Jane knew what she had to do, as if something inside her whispered how to fix everything.

“You’re afraid, Bastian. You’re afraid, and you’re pushing me away, but I
know
you care for me.”

The wind whipped around them, lashing at them along with the sound of Cordelia’s shrieks. But a halo of brilliant light spread around them, keeping her at bay. She felt Isabelle leave her body, her presence instead enveloping Jane in a warm embrace.

He shook his head wildly. “You have to leave here. Tonight. Now!”

She took his face in her hands. “I love you, you arrogant jerk. You can’t change that; you can’t scare me off.” Her voice was calm. Soft. But he heard her.

He turned away, squeezing his eyes shut as a grimace of pain crossed his features. “Jane, no.”

She cupped his jaw, turned him toward her once more. She had to let go of her fear. To take a leap of faith and trust herself. “Bastian, I love you. And I know you’re afraid. But don’t be.” She traced her fingers across his forehead. Along his jaw. “Please, believe me. I. Love. You.” She emphasized those three words, refusing to let the howling winds drown them out.

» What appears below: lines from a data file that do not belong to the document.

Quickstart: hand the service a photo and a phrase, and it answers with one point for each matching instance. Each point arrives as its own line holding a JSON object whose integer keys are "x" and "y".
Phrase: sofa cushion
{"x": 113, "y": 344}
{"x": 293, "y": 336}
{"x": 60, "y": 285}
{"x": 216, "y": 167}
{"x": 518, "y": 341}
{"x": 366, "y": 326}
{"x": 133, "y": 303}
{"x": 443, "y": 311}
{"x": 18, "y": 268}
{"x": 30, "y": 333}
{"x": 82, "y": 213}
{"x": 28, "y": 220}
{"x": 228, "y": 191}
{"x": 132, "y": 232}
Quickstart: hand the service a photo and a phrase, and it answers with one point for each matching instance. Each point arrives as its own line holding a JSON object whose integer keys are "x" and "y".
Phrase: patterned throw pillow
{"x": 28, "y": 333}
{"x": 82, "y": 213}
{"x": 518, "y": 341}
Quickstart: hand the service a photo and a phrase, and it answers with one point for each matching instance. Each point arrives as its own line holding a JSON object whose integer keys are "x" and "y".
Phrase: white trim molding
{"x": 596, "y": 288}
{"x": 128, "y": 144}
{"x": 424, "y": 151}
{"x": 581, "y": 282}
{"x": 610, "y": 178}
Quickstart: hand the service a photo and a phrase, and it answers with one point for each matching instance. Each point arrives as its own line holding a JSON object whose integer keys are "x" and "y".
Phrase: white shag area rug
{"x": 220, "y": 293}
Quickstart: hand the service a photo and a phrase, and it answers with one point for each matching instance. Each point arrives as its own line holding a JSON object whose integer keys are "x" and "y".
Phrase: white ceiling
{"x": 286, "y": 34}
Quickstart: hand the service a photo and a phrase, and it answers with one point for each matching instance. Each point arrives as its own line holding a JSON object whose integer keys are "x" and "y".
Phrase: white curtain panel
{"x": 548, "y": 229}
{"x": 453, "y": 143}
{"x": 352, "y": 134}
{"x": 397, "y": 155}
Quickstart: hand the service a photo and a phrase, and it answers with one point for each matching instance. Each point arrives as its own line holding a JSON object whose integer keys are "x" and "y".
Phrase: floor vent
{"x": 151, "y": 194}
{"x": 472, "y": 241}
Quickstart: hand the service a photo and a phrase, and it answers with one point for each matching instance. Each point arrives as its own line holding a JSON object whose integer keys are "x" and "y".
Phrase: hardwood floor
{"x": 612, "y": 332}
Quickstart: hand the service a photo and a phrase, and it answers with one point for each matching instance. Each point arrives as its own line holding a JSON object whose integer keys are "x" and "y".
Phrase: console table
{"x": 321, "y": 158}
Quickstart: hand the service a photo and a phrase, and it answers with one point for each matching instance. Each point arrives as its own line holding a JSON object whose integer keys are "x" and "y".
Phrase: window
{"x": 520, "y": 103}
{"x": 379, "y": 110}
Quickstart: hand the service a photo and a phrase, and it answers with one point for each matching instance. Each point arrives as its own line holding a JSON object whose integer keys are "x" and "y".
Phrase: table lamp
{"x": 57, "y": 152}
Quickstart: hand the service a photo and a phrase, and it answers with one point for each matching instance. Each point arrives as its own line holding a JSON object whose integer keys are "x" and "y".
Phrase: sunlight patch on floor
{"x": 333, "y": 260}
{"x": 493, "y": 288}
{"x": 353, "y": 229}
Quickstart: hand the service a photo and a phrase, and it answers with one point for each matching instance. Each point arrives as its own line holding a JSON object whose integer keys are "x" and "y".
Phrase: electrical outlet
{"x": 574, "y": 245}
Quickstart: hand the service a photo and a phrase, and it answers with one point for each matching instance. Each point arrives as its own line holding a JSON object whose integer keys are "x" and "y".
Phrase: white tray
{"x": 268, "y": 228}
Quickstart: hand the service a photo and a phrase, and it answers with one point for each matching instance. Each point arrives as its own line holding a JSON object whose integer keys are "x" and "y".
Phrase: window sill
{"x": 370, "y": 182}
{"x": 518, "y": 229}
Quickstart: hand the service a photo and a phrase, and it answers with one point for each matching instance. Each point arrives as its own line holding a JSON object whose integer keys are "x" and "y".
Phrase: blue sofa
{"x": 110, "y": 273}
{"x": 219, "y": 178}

She felt the tension rock his frame as myriad emotions warred on his beautiful face. “I can’t. You have to go.” The fear, so stark in his eyes stilled her heart. They were both so alike, so afraid to get hurt, but they had to be brave. It was the only way.

“Say it, say what you feel. The truth. That’s all we need between us. That’s all we ever needed.”

A hint of surrender shimmered in his eyes, and the tension in his body vanished.

“Do you always have to be so damned stubborn?” he growled and then leaned his forehead against hers. “I love you.” The press of his lips was soft but filled with fire.

The halo around them coalesced into two points of brilliant light, which grew brighter and brighter, until they shot forward, directly into the heart of the beast that was Cordelia.

“No!” Cordelia screeched.

Above him, the witch’s ghastly form burst into an inferno, a scream of rage tearing from her gaping mouth. A second later she disintegrated in a black sulfurous explosion, quickly blown away by wind from the sea.

“What happened?” Bastian gasped.

Jane panted and struggled to speak. “The curse…it wasn’t about the castle. What once was broken must be mended. It was Isabelle and Richard. They’d been kept apart all these years.” She wiped away the sea spray that mixed with tears on her cheeks. “We’re their descendants. Our love brought them back together.”

“Bloody hell, woman. Why didn’t we figure out it was just that easy?” he muttered somewhat sarcastically, his head dropping back to the ground. One of his arms settled on her back, his hand patting her once, before he left his palm to rest there.

Too exhausted to laugh, she put her cheek to his chest, her whole body limp with relief. She wasn’t sure how long they lay like that, but she couldn’t readily break the feeling of security in his arms. Isabelle’s spirit still pulsed inside her, and the ghost took control again, forcing her to sit up.